CAN SOMEBODY HERE IN THE FORUM RECOMMEND ANOTHER GAEL BERNAL GARCIA'S FILM 
 I AM WILLING TO WATCH MORE OF HIS MOVIES.


----------



## OhCaptain

Ahlex said:
			
		

> I AM HOPING TO WATCH MORE OF HIS FILMS.
> CAN SOMEBODY HERE IN THE FORUM RECOMMEND ANOTHER GAEL BERNAL GARCIA'S FILM
> I AM WILLING TO WATCH MORE OF HIS MOVIES.


 
Hi there Ahlex, I can only think of "Diarios de motocicleta"...


Hope you like it!

Hasta la victoria... siempre!

Pato


----------



## Ahlex

Hi There Ohcaptain..... 

I Will Be Looking For That Film I Just Hope That Is Not An Old Movie And I Could Still Find It.I Really Like Gael's Acting Styles And All His Movies Really Are Of Great Stories taht touches my heart everytime I watched it, Not To Mention He Is So Hermoso Y Tambien He Got A Very Captivating Eyes....jejejeje 


Gracias Por Su Repuesta


----------



## BasedowLives

diarios de motocicleta is really good.

i believe it came out here in 2004 so it's fairly new.

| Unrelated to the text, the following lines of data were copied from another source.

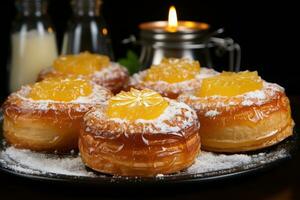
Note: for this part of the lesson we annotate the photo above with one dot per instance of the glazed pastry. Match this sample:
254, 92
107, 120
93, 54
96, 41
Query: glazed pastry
172, 77
240, 112
46, 116
140, 133
97, 68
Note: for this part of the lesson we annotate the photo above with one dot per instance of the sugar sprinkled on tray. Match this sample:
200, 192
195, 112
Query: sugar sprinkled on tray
26, 161
40, 163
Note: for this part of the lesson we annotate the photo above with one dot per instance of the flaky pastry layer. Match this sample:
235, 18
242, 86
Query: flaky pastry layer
170, 90
246, 122
47, 125
113, 77
140, 148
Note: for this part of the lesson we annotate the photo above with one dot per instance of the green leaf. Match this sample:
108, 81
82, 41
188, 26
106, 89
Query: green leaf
131, 62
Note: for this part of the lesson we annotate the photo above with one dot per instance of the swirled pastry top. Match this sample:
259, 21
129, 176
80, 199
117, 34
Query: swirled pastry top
95, 67
175, 118
28, 97
216, 104
174, 75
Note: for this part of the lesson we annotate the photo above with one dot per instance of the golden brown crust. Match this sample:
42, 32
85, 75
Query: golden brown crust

makes me want to visit south america badly.


----------



## o'clock

Hola,

Otras de Amenábar:

Los otros
Tesis
Abre los ojos

¡fascinantes!

http://es.movies.yahoo.com/db/p/2/0/206009.html

Un saludo cordial


----------



## plaermavida

Mi vida sin mi, de Isabel Coixet


----------